The Manufacturers Association of Nigeria (MAN) has indicated that a series of recent government interventions hold the potential to revitalize the country's manufacturing sector, provided they are implemented properly. These measures encompass the Naira-for-Crude initiative, a renewed Nigeria Industrial Policy, withholding tax exemptions, expanded VAT deductibility, phased reductions in Companies Income Tax, and fiscal relief for small and medium-scale industries.
MAN acknowledges that manufacturers have endured significant hardship over the past three years due to economic reforms. These reforms led to escalating production costs, reduced capacity utilization, limited access to credit, and substantial job losses. However, the association's Director-General, Segun Ajayi-Kadir, stated that these reforms have established a foundation for long-term economic restructuring, emphasizing that current implementation efforts must prioritize industrial recovery and growth.
Ajayi-Kadir highlighted that the Nigeria Industrial Policy and the focus on local content procurement through the Nigeria First framework are crucial steps for strengthening domestic industrial capacity. He believes that consistent enforcement across government institutions could significantly enhance market access for local goods, deepen local value addition, and stimulate industrial expansion.
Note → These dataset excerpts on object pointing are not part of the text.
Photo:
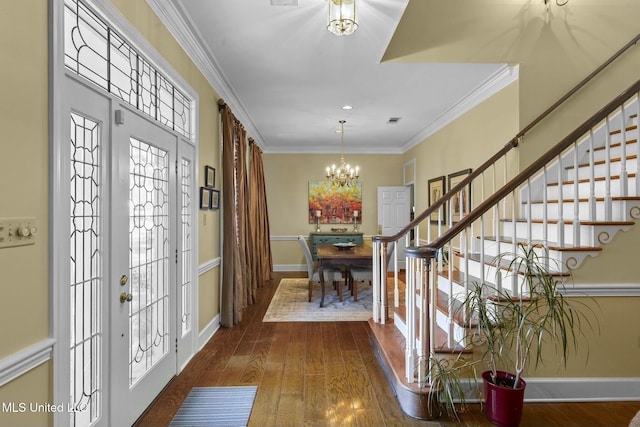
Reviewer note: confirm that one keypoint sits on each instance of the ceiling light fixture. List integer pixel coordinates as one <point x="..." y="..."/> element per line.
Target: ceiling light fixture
<point x="342" y="17"/>
<point x="345" y="175"/>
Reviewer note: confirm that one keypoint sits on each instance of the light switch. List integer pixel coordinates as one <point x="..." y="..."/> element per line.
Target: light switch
<point x="17" y="232"/>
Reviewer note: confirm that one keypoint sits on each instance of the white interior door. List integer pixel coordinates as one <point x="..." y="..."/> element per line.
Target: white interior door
<point x="394" y="205"/>
<point x="125" y="248"/>
<point x="144" y="264"/>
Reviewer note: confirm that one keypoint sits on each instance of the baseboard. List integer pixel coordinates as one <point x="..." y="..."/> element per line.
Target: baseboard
<point x="208" y="331"/>
<point x="18" y="364"/>
<point x="582" y="389"/>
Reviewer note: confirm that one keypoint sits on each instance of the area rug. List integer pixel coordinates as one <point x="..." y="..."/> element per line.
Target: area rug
<point x="216" y="406"/>
<point x="290" y="303"/>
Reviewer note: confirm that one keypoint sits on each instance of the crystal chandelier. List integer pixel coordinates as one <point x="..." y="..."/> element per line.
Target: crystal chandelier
<point x="345" y="175"/>
<point x="342" y="17"/>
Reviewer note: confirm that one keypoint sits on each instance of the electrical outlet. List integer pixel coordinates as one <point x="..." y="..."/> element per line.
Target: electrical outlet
<point x="17" y="232"/>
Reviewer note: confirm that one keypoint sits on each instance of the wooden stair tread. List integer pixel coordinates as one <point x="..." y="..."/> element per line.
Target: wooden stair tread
<point x="551" y="245"/>
<point x="584" y="199"/>
<point x="440" y="341"/>
<point x="386" y="339"/>
<point x="602" y="162"/>
<point x="504" y="265"/>
<point x="570" y="222"/>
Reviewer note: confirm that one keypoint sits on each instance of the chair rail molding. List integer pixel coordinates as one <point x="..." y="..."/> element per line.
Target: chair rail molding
<point x="18" y="364"/>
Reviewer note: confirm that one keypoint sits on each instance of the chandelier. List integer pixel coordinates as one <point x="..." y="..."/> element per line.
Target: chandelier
<point x="342" y="17"/>
<point x="345" y="175"/>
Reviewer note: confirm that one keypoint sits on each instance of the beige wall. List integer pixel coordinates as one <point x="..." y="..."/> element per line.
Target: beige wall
<point x="24" y="183"/>
<point x="24" y="177"/>
<point x="151" y="28"/>
<point x="287" y="180"/>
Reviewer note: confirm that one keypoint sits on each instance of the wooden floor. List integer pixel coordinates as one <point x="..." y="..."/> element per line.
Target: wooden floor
<point x="326" y="374"/>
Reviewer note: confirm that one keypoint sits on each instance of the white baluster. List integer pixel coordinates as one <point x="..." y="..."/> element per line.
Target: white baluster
<point x="545" y="203"/>
<point x="376" y="281"/>
<point x="410" y="309"/>
<point x="624" y="174"/>
<point x="592" y="180"/>
<point x="637" y="138"/>
<point x="607" y="179"/>
<point x="529" y="234"/>
<point x="560" y="200"/>
<point x="576" y="200"/>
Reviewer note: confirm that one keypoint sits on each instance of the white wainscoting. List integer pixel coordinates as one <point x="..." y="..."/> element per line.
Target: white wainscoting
<point x="17" y="364"/>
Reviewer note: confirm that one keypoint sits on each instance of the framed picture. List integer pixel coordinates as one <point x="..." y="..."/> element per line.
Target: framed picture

The Naira-for-Crude initiative has already eased foreign exchange pressure in the petrochemical and plastics sectors, while fiscal measures have provided relief for local manufacturers in the pharmaceutical industry.
Despite these positive developments, MAN points out that manufacturers are still grappling with severe challenges. The removal of fuel subsidies in May 2023 caused logistics and distribution costs to surge by over 300 percent. Additionally, electricity tariffs for Band A consumers have risen dramatically, forcing manufacturers to continue relying heavily on alternative energy sources due to unstable power supply.
The Nigeria Industrial Policy and the renewed emphasis on local content procurement through the Nigeria First framework equally represent important steps toward strengthening domestic industrial capacity. If properly implemented and consistently enforced across all government institutions, these initiatives could significantly improve market access for locally manufactured goods, deepen local value addition and stimulate industrial expansion.